Tribunale ordinario di Palermo sez II civile
L’azione revocatoria richiede, sotto il profilo soggettivo, che il debitore sappia che l’atto che ha compiuto danneggia i diritti dei creditori. Se l’atto avviene prima che nasca il credito, deve essere dimostrato che il debitore ha agito con l’intenzione di danneggiare il credito. Questo obbligo di consapevolezza vale solo per il debitore se l’atto è gratuito, mentre se è oneroso (cioè in cambio di qualcosa), vale anche per il terzo coinvolto.

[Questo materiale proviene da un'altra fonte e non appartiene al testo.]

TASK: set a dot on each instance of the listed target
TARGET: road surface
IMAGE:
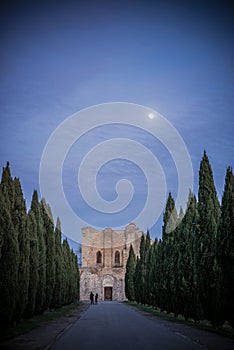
(116, 326)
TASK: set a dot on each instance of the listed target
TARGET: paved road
(115, 326)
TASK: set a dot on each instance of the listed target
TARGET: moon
(151, 115)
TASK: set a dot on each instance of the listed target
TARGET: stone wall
(96, 276)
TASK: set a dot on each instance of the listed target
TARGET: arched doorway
(108, 284)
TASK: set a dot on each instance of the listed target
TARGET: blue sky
(57, 58)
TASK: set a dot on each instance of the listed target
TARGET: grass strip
(37, 321)
(226, 330)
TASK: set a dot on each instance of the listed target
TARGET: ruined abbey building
(104, 257)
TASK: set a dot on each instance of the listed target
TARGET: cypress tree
(19, 217)
(129, 275)
(41, 286)
(9, 252)
(225, 252)
(151, 280)
(138, 280)
(170, 220)
(66, 272)
(57, 297)
(50, 252)
(33, 265)
(209, 214)
(189, 303)
(141, 272)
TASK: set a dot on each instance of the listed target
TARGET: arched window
(99, 257)
(117, 257)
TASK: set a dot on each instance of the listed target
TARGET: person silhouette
(96, 298)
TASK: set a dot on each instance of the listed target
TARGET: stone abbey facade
(104, 258)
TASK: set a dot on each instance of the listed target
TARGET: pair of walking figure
(92, 298)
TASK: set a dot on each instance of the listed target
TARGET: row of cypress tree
(37, 270)
(190, 271)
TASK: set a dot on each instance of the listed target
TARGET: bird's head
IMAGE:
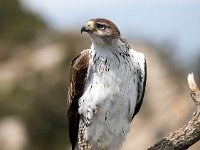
(101, 30)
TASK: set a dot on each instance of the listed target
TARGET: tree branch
(190, 133)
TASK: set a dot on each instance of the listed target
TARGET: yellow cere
(90, 24)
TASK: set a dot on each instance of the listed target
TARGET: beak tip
(83, 29)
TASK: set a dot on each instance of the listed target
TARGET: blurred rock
(13, 135)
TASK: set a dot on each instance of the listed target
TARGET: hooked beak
(83, 29)
(89, 27)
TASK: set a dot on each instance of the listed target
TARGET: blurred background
(38, 39)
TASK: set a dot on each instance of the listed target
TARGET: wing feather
(78, 77)
(142, 76)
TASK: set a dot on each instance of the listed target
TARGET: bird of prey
(106, 90)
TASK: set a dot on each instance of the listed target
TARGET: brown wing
(78, 75)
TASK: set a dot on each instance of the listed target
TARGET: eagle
(106, 89)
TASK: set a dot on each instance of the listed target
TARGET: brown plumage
(78, 75)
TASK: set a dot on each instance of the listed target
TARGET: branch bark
(190, 133)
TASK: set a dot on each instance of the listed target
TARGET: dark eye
(100, 26)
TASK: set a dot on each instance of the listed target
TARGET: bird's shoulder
(78, 73)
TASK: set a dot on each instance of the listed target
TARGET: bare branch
(190, 133)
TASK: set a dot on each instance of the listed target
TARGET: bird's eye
(100, 26)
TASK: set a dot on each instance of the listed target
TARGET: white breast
(109, 99)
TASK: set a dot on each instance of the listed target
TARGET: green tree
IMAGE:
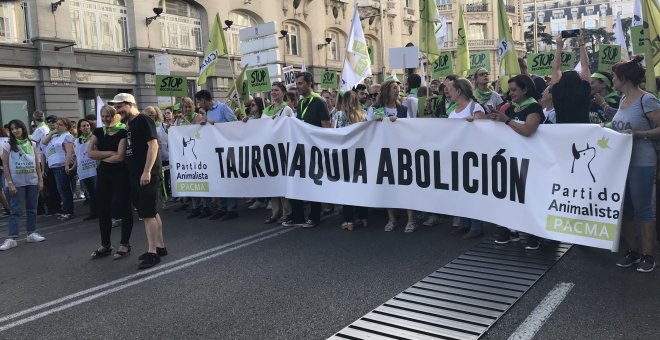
(541, 36)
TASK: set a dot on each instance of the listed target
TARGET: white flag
(440, 29)
(99, 105)
(357, 64)
(620, 38)
(422, 71)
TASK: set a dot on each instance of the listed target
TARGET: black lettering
(385, 167)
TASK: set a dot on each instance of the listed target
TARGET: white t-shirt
(467, 112)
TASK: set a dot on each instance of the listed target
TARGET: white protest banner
(565, 182)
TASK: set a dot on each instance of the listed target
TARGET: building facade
(559, 15)
(58, 56)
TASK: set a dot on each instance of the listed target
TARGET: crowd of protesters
(105, 159)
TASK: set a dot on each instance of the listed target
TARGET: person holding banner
(638, 115)
(86, 167)
(107, 145)
(523, 117)
(22, 176)
(351, 113)
(483, 92)
(144, 169)
(278, 107)
(312, 110)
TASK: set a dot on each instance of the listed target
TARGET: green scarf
(84, 138)
(309, 100)
(117, 127)
(26, 145)
(517, 107)
(271, 110)
(451, 108)
(483, 96)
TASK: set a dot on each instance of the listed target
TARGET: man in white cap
(144, 168)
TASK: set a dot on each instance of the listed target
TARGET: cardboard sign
(289, 76)
(259, 80)
(479, 60)
(329, 80)
(637, 39)
(568, 61)
(442, 66)
(171, 86)
(608, 55)
(404, 57)
(540, 64)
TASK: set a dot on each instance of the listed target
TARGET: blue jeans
(474, 225)
(25, 199)
(63, 183)
(227, 204)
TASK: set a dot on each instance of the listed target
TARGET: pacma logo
(190, 144)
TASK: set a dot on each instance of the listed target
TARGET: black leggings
(112, 188)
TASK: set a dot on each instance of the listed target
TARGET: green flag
(506, 53)
(651, 24)
(427, 41)
(462, 50)
(216, 48)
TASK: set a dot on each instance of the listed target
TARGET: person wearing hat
(144, 169)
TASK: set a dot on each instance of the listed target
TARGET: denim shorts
(639, 201)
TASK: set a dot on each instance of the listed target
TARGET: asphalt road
(246, 280)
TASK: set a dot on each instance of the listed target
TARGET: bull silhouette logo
(581, 157)
(189, 144)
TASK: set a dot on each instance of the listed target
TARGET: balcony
(477, 7)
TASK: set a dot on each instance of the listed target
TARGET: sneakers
(257, 205)
(35, 237)
(291, 223)
(410, 227)
(646, 264)
(194, 213)
(506, 237)
(150, 260)
(389, 226)
(310, 224)
(431, 221)
(8, 244)
(632, 257)
(65, 217)
(159, 251)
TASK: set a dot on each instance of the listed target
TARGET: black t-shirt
(313, 110)
(109, 143)
(141, 130)
(521, 116)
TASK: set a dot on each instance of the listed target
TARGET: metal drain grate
(462, 299)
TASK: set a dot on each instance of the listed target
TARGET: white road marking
(140, 276)
(528, 329)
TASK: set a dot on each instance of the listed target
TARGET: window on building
(100, 24)
(241, 20)
(181, 27)
(14, 23)
(477, 32)
(333, 47)
(292, 39)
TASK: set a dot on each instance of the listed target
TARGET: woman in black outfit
(108, 145)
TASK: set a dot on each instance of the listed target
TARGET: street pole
(382, 41)
(536, 44)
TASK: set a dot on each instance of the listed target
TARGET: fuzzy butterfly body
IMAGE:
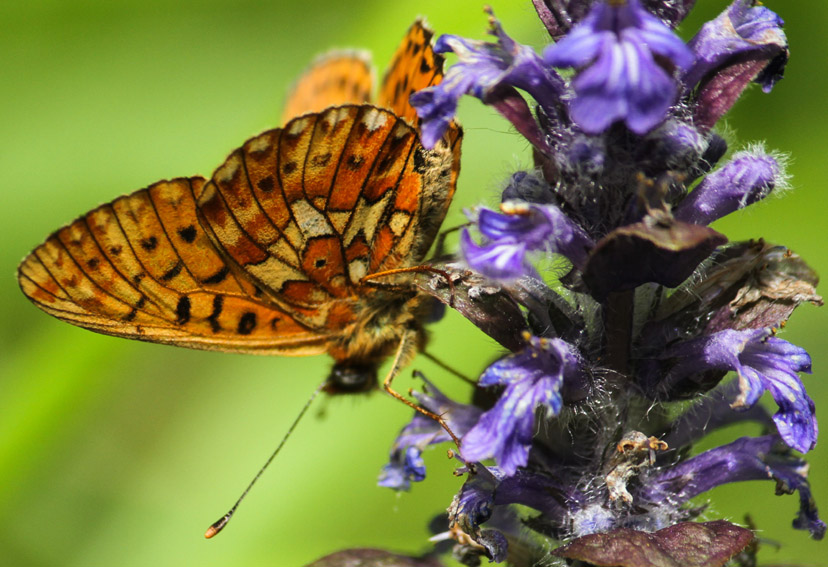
(275, 253)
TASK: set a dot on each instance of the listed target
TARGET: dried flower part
(745, 43)
(480, 300)
(708, 544)
(634, 452)
(560, 15)
(659, 249)
(747, 285)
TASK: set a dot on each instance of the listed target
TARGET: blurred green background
(115, 452)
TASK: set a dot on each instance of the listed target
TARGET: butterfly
(304, 241)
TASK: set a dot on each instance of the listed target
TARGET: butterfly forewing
(414, 66)
(338, 77)
(142, 267)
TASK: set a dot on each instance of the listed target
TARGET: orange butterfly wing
(267, 256)
(414, 66)
(142, 267)
(308, 210)
(338, 77)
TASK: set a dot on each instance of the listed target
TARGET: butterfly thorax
(385, 317)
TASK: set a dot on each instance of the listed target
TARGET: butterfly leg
(419, 269)
(405, 351)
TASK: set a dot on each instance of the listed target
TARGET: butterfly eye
(349, 378)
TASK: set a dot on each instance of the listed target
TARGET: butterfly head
(348, 377)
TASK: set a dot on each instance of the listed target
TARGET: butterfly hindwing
(141, 267)
(308, 210)
(271, 253)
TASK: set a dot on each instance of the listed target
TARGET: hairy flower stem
(618, 317)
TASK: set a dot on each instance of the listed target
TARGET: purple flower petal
(405, 462)
(521, 229)
(488, 71)
(745, 43)
(762, 362)
(747, 178)
(744, 459)
(533, 378)
(619, 78)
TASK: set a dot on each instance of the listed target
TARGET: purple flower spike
(523, 228)
(619, 79)
(747, 178)
(490, 72)
(744, 459)
(762, 362)
(533, 378)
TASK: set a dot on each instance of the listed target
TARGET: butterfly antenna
(219, 525)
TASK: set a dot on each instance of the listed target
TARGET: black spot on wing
(149, 244)
(172, 272)
(187, 234)
(247, 323)
(266, 184)
(182, 310)
(218, 277)
(419, 160)
(218, 305)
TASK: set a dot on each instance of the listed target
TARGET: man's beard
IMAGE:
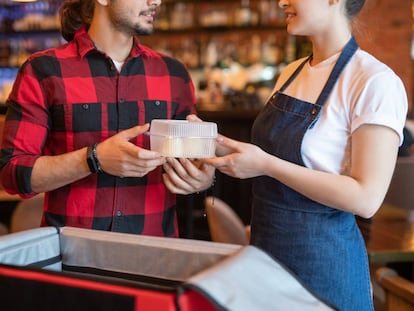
(121, 24)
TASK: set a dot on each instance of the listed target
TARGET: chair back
(224, 224)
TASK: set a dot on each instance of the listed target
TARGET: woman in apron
(323, 150)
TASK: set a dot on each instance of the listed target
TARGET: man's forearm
(52, 172)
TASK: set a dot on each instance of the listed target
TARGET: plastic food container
(183, 139)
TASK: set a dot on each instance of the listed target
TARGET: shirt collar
(86, 45)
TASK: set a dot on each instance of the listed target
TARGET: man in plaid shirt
(76, 118)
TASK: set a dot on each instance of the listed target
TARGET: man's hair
(75, 14)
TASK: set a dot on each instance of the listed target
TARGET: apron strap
(342, 61)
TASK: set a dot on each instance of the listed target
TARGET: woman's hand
(241, 160)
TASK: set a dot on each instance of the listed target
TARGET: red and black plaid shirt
(72, 96)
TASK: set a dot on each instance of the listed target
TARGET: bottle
(243, 14)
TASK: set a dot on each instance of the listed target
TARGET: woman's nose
(283, 4)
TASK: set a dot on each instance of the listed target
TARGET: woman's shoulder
(369, 65)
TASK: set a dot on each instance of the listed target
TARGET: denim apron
(322, 246)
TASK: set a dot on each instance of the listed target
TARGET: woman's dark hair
(75, 14)
(353, 7)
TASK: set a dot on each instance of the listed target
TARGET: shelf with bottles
(234, 49)
(245, 31)
(27, 27)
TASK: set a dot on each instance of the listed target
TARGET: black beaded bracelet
(92, 159)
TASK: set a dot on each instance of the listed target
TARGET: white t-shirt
(367, 92)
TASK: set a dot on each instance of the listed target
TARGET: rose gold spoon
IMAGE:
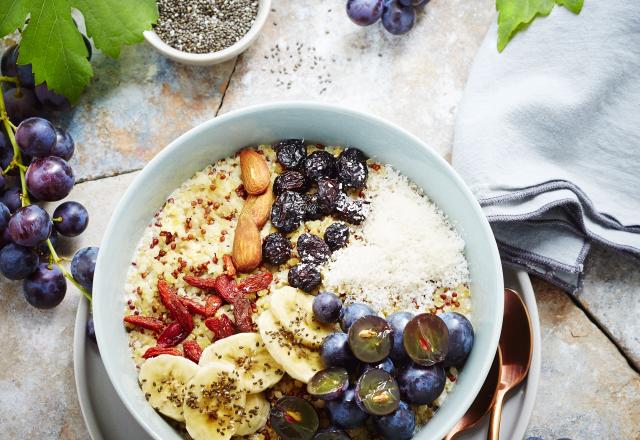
(482, 404)
(515, 348)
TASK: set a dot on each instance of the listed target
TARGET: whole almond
(259, 207)
(254, 171)
(247, 245)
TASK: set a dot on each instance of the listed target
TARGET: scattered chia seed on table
(204, 26)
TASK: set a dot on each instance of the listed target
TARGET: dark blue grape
(326, 307)
(51, 100)
(345, 412)
(421, 385)
(45, 288)
(29, 226)
(398, 321)
(398, 19)
(11, 198)
(335, 351)
(49, 178)
(399, 425)
(20, 104)
(17, 262)
(36, 137)
(70, 219)
(364, 12)
(352, 312)
(83, 266)
(461, 338)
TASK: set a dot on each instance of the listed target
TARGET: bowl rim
(264, 7)
(159, 158)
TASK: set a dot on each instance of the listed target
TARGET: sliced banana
(247, 353)
(256, 413)
(299, 361)
(163, 380)
(294, 310)
(214, 402)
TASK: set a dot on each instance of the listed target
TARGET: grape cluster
(33, 161)
(398, 16)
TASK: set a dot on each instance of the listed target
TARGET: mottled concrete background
(590, 387)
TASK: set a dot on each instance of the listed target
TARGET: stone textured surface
(587, 389)
(310, 50)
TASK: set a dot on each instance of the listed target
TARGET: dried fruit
(222, 326)
(312, 249)
(172, 335)
(291, 153)
(288, 211)
(320, 163)
(214, 302)
(276, 249)
(242, 314)
(176, 309)
(329, 191)
(255, 283)
(304, 276)
(247, 245)
(254, 171)
(145, 322)
(192, 350)
(259, 207)
(290, 181)
(157, 351)
(336, 235)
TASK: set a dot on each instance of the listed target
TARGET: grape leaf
(53, 45)
(515, 15)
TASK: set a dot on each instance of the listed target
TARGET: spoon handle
(496, 415)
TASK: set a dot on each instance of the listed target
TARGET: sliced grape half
(329, 384)
(377, 392)
(370, 338)
(293, 418)
(426, 339)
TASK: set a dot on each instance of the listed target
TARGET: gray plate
(107, 418)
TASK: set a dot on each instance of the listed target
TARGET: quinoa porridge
(294, 289)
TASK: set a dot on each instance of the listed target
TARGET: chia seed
(204, 26)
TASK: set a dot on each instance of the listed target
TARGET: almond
(254, 171)
(247, 245)
(259, 207)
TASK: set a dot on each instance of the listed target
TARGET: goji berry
(255, 283)
(145, 322)
(192, 350)
(172, 335)
(214, 302)
(222, 327)
(157, 351)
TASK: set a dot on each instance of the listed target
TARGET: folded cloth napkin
(548, 138)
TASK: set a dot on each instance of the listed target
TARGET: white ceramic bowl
(207, 59)
(223, 136)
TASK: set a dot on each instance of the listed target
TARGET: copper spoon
(515, 348)
(482, 404)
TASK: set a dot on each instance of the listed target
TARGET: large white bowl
(326, 124)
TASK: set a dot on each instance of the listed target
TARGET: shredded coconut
(405, 250)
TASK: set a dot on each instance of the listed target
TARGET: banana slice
(299, 361)
(214, 402)
(163, 380)
(294, 310)
(256, 413)
(247, 353)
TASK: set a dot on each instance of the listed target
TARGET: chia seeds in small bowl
(205, 32)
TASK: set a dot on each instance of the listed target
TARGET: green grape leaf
(516, 15)
(53, 45)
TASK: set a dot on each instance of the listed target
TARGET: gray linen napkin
(548, 138)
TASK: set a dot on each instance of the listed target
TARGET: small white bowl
(207, 59)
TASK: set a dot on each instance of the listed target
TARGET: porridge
(298, 291)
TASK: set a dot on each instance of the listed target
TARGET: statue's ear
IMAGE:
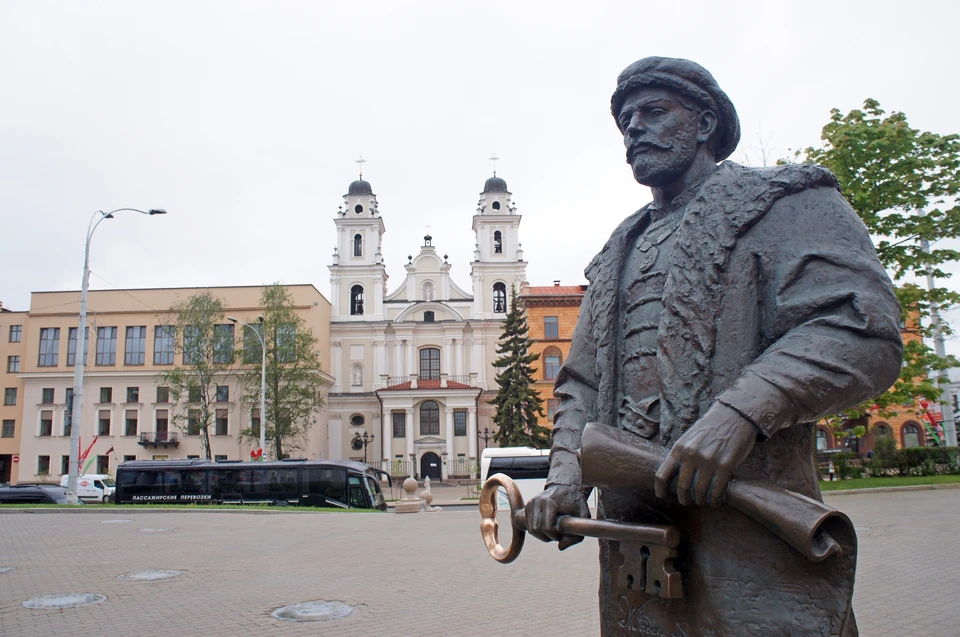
(707, 126)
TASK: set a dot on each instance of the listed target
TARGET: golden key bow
(646, 550)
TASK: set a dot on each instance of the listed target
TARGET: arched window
(821, 439)
(552, 360)
(356, 300)
(499, 298)
(429, 363)
(911, 434)
(429, 418)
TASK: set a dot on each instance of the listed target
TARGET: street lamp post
(485, 437)
(263, 380)
(75, 419)
(366, 439)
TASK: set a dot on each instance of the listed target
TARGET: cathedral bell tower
(358, 278)
(498, 258)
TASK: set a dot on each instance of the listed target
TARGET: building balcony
(159, 440)
(398, 383)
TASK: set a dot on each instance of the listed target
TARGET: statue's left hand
(706, 456)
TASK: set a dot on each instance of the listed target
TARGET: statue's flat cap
(689, 79)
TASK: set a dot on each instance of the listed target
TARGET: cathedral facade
(413, 365)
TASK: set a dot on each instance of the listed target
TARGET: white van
(93, 487)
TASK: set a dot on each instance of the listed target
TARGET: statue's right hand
(543, 510)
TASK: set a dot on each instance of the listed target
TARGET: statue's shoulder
(788, 177)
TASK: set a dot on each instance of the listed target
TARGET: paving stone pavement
(405, 575)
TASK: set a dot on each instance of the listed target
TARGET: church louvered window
(356, 300)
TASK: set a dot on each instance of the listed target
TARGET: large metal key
(658, 573)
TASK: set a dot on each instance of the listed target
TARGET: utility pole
(946, 395)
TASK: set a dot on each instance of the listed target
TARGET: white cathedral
(413, 367)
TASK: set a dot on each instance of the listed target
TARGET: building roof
(494, 184)
(360, 187)
(555, 290)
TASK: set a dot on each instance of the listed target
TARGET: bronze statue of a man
(721, 321)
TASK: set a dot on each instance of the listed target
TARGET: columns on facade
(410, 358)
(336, 366)
(386, 438)
(398, 357)
(379, 361)
(409, 432)
(458, 351)
(472, 430)
(448, 344)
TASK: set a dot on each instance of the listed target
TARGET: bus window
(376, 495)
(330, 483)
(356, 496)
(224, 482)
(275, 481)
(171, 481)
(193, 481)
(142, 482)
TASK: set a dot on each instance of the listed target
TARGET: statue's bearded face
(660, 132)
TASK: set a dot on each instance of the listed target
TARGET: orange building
(908, 426)
(552, 313)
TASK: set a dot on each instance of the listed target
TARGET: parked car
(33, 494)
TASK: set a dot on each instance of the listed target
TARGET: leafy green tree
(902, 182)
(518, 403)
(294, 379)
(205, 343)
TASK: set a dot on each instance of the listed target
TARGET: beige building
(124, 413)
(13, 326)
(413, 366)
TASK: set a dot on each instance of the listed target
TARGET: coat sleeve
(830, 319)
(576, 387)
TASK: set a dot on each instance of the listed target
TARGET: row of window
(499, 299)
(48, 395)
(221, 424)
(164, 345)
(429, 421)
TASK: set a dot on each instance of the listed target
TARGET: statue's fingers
(665, 474)
(684, 482)
(550, 520)
(534, 514)
(701, 486)
(569, 540)
(720, 481)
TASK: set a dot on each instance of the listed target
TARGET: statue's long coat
(776, 305)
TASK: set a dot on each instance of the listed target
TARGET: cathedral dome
(359, 188)
(494, 184)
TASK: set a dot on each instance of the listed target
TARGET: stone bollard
(428, 498)
(409, 503)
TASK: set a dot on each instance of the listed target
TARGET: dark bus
(318, 483)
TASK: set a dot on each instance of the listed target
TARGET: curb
(912, 487)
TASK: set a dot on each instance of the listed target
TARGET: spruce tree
(518, 403)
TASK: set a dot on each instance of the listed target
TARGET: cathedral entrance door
(430, 467)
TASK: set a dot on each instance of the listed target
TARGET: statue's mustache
(640, 147)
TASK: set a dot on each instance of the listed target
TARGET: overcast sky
(244, 120)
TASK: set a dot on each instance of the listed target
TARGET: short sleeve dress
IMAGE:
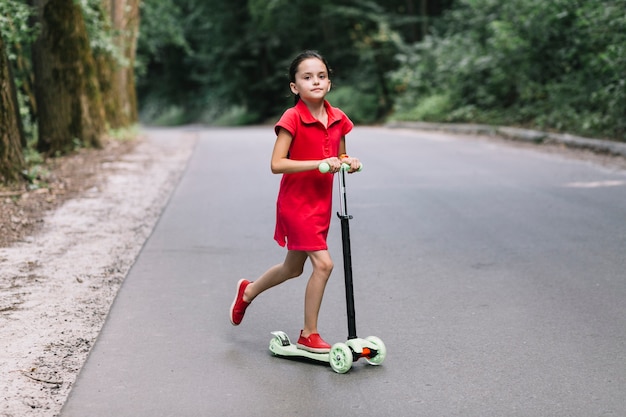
(304, 204)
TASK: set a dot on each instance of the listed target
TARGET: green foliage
(214, 59)
(554, 65)
(15, 26)
(360, 106)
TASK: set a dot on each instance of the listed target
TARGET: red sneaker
(314, 343)
(238, 308)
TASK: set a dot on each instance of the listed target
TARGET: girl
(309, 133)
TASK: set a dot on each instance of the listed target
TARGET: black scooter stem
(347, 256)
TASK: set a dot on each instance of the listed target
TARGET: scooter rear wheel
(380, 347)
(341, 358)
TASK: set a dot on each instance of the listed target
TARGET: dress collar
(307, 117)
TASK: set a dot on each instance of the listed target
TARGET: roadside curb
(525, 135)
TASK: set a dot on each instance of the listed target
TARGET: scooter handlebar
(324, 167)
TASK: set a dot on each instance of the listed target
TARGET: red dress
(304, 205)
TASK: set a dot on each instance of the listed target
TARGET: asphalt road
(496, 276)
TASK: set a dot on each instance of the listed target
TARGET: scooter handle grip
(324, 167)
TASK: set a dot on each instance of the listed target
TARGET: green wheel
(275, 345)
(340, 358)
(380, 347)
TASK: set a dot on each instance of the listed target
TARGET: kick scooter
(341, 355)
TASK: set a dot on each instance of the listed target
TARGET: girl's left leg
(322, 267)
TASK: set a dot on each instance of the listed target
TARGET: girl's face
(311, 81)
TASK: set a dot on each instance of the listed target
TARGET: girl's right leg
(292, 267)
(247, 291)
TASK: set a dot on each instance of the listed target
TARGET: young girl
(308, 134)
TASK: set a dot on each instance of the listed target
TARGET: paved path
(495, 276)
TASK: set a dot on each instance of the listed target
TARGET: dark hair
(293, 68)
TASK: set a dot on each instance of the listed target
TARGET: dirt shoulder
(65, 250)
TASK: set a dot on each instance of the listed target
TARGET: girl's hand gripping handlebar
(324, 167)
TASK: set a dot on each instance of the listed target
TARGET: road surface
(494, 274)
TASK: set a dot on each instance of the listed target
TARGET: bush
(522, 62)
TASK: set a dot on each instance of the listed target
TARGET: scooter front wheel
(380, 347)
(341, 358)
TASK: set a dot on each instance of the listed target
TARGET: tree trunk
(11, 156)
(117, 79)
(66, 84)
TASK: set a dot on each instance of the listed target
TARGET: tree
(116, 66)
(11, 158)
(69, 104)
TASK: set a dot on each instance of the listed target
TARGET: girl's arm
(354, 163)
(280, 164)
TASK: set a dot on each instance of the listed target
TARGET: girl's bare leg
(292, 267)
(322, 267)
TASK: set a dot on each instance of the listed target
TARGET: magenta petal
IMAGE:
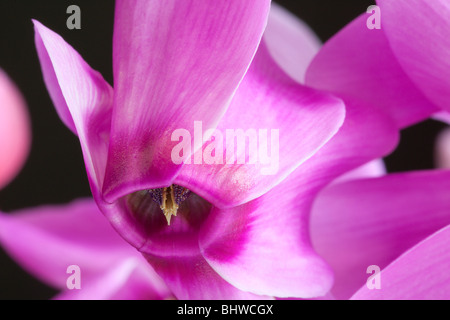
(419, 274)
(297, 121)
(245, 237)
(15, 133)
(131, 279)
(372, 221)
(359, 63)
(263, 246)
(418, 32)
(372, 169)
(191, 278)
(442, 149)
(49, 239)
(291, 42)
(81, 96)
(175, 62)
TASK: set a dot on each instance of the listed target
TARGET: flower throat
(169, 199)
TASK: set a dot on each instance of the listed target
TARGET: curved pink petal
(279, 115)
(47, 240)
(372, 221)
(359, 63)
(131, 279)
(175, 62)
(418, 32)
(263, 246)
(191, 278)
(419, 274)
(15, 133)
(291, 42)
(240, 243)
(81, 96)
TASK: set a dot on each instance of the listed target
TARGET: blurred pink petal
(292, 109)
(372, 169)
(418, 33)
(15, 131)
(372, 221)
(129, 280)
(82, 98)
(191, 277)
(45, 241)
(442, 149)
(421, 273)
(232, 240)
(263, 246)
(359, 63)
(291, 42)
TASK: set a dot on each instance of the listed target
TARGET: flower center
(169, 199)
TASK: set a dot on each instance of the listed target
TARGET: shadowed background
(54, 172)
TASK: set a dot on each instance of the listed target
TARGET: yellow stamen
(168, 204)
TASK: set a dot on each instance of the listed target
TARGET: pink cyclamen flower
(239, 233)
(47, 240)
(15, 133)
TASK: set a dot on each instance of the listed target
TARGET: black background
(54, 172)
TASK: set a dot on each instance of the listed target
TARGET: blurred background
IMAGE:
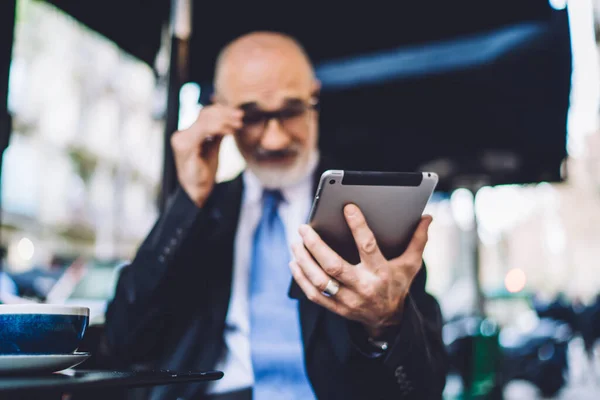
(503, 104)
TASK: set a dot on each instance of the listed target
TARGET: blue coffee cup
(41, 328)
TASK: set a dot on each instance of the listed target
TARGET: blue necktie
(275, 337)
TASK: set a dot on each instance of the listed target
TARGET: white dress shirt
(236, 362)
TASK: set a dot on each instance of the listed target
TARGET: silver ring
(332, 287)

In relazione all’atto oggetto della controversia, successivo al sorgere del credito, si è verificato se debitori e terzi erano soltanto consapevoli del danno. La consapevolezza non implica necessariamente che conoscessero il credito specifico, ma che avessero la possibilità di sapere del pregiudizio.
Nella verifica di questa consapevolezza, il giudice, in virtù delle indicazioni fornite dai legali Cannizzaro, ha stabilito che l’acquirente non era consapevole del danno ai creditori.
Il creditore, per dimostrare il contrario, ha solo fatto riferimento alla parentela tra le parti, ma non ci sono state prove sufficienti che hanno dimostrato che questo legame familiari rendesse impossibile per l’acquirente non sapere della situazione debitoria.
L’acquirente era parente dei venditori, ma non viveva con loro e aveva cessato di essere socio della società legata ai debiti prima che questi nascessero. Pertanto, non aveva necessariamente informazioni sui problemi della società o sui debiti dei venditori.
In conclusione, solo la parentela non basta a dimostrare che l’acquirente fosse consapevole del danno, e di conseguenza l’azione revocatoria è stata respinta.